In principio c’erano solo draghi, sulle terre alte. Poi vennero gli dei e i santi, ma fu solo grazie agli scienziati, umanità bramosa di sapere armata di barometri e teodoliti, che la montagna emerse dal buco bianco lasciato sulle mappe.

SONO I RICERCATORI i veri precursori dell’alpinismo. Grazie a loro, insieme agli altarini, ai templi e alle croci, sulle montagne (o anche sotto) l’umanità ha costruito laboratori e osservatori, assumendo l’alta quota – e più in generale ogni landa estrema, il più lontano possibile dalla contaminazione antropica – come luogo di elezione per le sperimentazioni scientifiche. Si cominciò sul Monte Bianco e si è finiti sotto il Gran Sasso, negli altipiani delle Ande, sui vulcani delle Hawaii e alle pendici dell’Everest.
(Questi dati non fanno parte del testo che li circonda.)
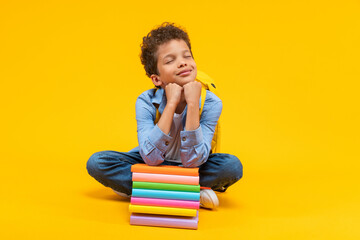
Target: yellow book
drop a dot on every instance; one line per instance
(163, 210)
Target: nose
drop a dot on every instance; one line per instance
(182, 63)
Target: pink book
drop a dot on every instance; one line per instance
(165, 202)
(164, 221)
(165, 178)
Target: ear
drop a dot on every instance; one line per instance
(156, 80)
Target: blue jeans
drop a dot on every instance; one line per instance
(113, 169)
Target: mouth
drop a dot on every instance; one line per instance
(184, 72)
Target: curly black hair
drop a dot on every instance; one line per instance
(160, 35)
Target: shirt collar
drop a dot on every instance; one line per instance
(159, 99)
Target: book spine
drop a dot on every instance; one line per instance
(164, 221)
(165, 194)
(162, 169)
(165, 202)
(167, 186)
(162, 210)
(165, 178)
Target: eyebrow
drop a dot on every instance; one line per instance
(170, 54)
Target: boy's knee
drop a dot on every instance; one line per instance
(234, 166)
(92, 163)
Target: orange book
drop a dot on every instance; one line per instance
(163, 169)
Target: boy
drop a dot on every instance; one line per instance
(181, 136)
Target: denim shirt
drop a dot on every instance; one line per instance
(195, 144)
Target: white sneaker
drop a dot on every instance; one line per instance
(208, 199)
(121, 194)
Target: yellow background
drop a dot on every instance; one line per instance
(288, 75)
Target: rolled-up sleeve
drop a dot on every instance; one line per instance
(153, 143)
(196, 144)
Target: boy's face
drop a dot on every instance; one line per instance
(175, 64)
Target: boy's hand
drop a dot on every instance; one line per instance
(173, 93)
(192, 92)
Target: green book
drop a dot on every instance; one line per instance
(167, 186)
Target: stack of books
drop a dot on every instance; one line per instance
(165, 196)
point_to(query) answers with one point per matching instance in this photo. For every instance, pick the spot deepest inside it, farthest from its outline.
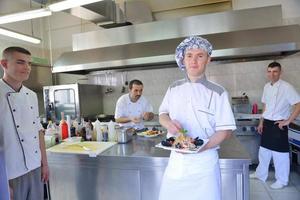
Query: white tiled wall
(248, 77)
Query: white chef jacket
(126, 108)
(20, 126)
(279, 99)
(202, 108)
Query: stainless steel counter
(133, 171)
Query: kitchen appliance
(247, 134)
(241, 104)
(76, 100)
(294, 140)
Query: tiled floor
(262, 191)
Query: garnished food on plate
(151, 132)
(183, 141)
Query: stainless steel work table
(134, 171)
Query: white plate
(152, 135)
(145, 134)
(183, 150)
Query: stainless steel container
(124, 134)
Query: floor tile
(289, 188)
(285, 195)
(259, 196)
(257, 186)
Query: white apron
(192, 177)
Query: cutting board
(89, 148)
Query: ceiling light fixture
(19, 36)
(21, 16)
(67, 4)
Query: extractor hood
(234, 34)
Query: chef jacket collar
(11, 89)
(276, 84)
(202, 79)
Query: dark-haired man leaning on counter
(133, 108)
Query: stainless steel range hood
(235, 34)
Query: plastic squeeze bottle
(64, 130)
(254, 108)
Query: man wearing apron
(202, 108)
(133, 108)
(20, 128)
(278, 99)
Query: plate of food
(152, 133)
(149, 133)
(183, 144)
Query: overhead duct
(105, 13)
(235, 34)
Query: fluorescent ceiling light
(67, 4)
(19, 36)
(31, 14)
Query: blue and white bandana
(193, 42)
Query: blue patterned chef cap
(193, 42)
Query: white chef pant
(192, 176)
(281, 163)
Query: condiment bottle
(254, 108)
(63, 126)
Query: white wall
(290, 8)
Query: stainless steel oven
(76, 100)
(247, 134)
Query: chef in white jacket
(20, 128)
(202, 108)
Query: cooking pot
(124, 134)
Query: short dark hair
(135, 82)
(274, 64)
(10, 50)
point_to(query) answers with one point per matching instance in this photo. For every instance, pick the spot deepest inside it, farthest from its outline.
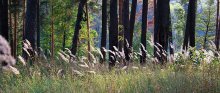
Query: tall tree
(15, 14)
(104, 29)
(144, 32)
(78, 26)
(52, 30)
(31, 22)
(121, 31)
(127, 33)
(38, 23)
(189, 37)
(132, 20)
(113, 31)
(4, 18)
(217, 27)
(162, 31)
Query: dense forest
(115, 45)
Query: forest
(109, 46)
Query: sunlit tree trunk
(144, 32)
(127, 33)
(190, 25)
(104, 29)
(38, 23)
(113, 31)
(132, 20)
(217, 29)
(88, 31)
(4, 19)
(121, 31)
(31, 24)
(78, 26)
(163, 31)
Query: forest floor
(151, 79)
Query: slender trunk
(78, 26)
(64, 39)
(15, 31)
(126, 29)
(104, 29)
(113, 31)
(11, 32)
(88, 31)
(52, 32)
(4, 19)
(38, 24)
(217, 29)
(163, 31)
(206, 35)
(132, 20)
(144, 32)
(190, 25)
(121, 31)
(31, 25)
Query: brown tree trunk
(217, 28)
(121, 31)
(113, 31)
(88, 31)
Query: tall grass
(192, 71)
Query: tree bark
(163, 31)
(38, 23)
(104, 30)
(217, 29)
(121, 29)
(144, 32)
(113, 31)
(31, 24)
(127, 33)
(132, 20)
(4, 19)
(78, 26)
(190, 25)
E d’altro canto, chissà perché, spesso la passione per le vette si sposa felicemente con la passione per la ricerca scientifica, in particolare per la fisica e la geologia.
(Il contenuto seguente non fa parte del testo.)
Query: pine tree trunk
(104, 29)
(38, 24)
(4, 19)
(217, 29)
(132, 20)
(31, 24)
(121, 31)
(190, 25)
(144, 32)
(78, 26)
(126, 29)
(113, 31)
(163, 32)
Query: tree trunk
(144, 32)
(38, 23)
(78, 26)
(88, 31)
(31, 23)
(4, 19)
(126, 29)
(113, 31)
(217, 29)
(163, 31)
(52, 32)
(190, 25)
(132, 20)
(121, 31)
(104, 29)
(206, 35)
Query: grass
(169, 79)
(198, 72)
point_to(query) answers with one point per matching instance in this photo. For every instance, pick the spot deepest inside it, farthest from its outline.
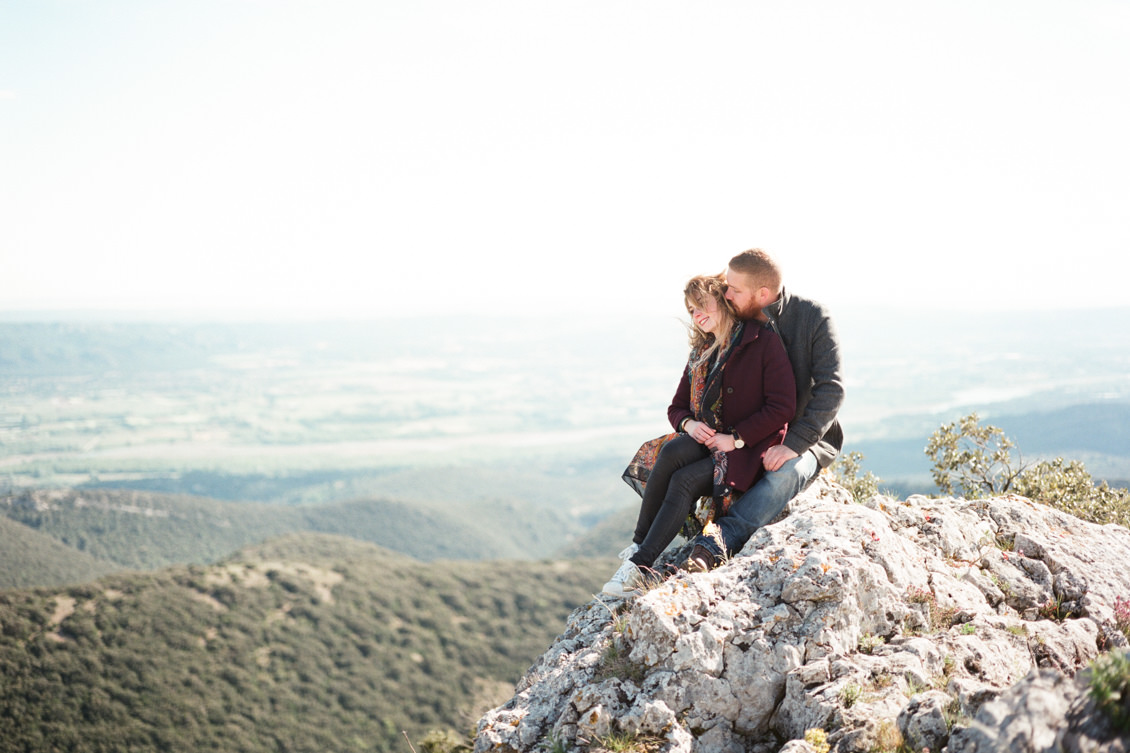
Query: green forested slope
(310, 642)
(28, 557)
(145, 530)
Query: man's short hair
(759, 266)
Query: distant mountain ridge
(139, 530)
(305, 642)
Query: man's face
(744, 293)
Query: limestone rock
(927, 622)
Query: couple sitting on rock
(754, 418)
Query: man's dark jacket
(814, 351)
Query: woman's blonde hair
(696, 292)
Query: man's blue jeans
(761, 504)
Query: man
(814, 438)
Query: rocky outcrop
(893, 623)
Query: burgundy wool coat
(758, 398)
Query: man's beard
(749, 312)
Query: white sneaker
(628, 551)
(625, 579)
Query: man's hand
(723, 442)
(776, 456)
(698, 431)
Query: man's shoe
(625, 580)
(701, 560)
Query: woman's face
(705, 314)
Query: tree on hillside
(976, 461)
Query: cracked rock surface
(928, 622)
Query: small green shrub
(846, 470)
(975, 461)
(1110, 687)
(818, 739)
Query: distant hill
(606, 538)
(29, 557)
(307, 642)
(146, 530)
(1097, 434)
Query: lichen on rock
(881, 624)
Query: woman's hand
(698, 431)
(723, 442)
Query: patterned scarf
(706, 405)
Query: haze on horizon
(506, 156)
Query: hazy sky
(477, 155)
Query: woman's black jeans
(684, 472)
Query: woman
(733, 400)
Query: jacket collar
(774, 310)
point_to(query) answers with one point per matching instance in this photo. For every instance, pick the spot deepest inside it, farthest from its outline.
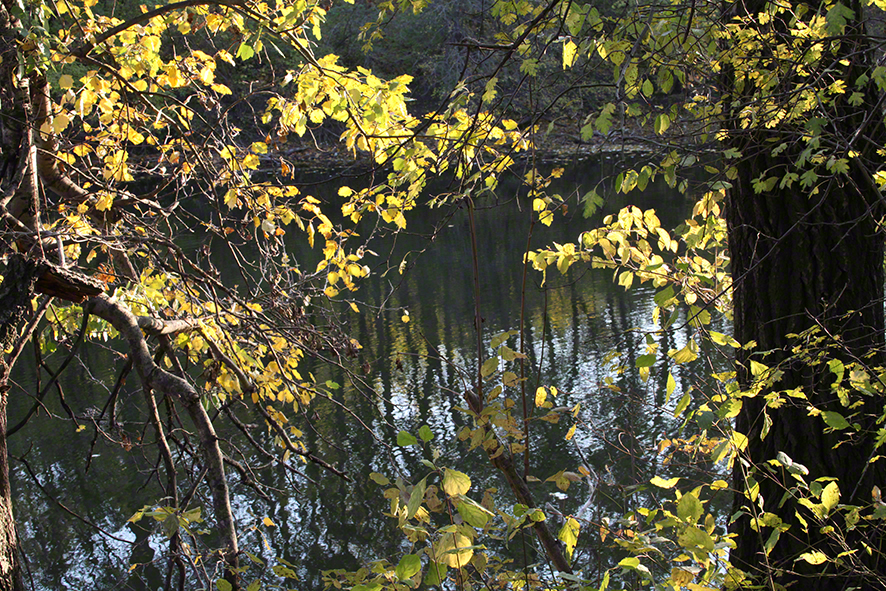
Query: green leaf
(416, 498)
(529, 66)
(689, 508)
(837, 17)
(245, 51)
(686, 354)
(455, 483)
(490, 91)
(692, 538)
(604, 584)
(771, 541)
(662, 123)
(407, 568)
(499, 339)
(281, 570)
(425, 433)
(435, 574)
(404, 439)
(683, 404)
(645, 361)
(834, 420)
(473, 513)
(489, 367)
(647, 89)
(379, 478)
Stavolta – raccogliendo anche alcuni vostri suggerimenti arrivati via lettera – volevamo restituire alle terre alte una dimensione meno sportiva ma altrettanto «esplorativa» e avventurosa. Forse più mentale che fisica, anche se in montagna il confine tra i due aspetti è quanto mai labile.

Ecco perché, senza pretese di completezza, abbiamo deciso di dedicare questo numero di in movimento al connubio tra scienza e montagna: luoghi, protagonisti e tematiche di questa lunga storia d’amore che continua ancora oggi.

DAL 6 APRILE invece (l’appuntamento in edicola è sempre il primo giovedì del mese) viaggeremo insieme in posti stupendi e, purtroppo, meno conosciuti.

Insieme ad alcuni «cicerone» d’eccezione proveremo a raccontare chi va sulle terre alte ma anche chi invece ci vive, e come ci vive. Una relazione meno scontata e «irenica» di quanto appaia nelle immagini da cartolina che ci fanno innamorare delle Alpi e non solo.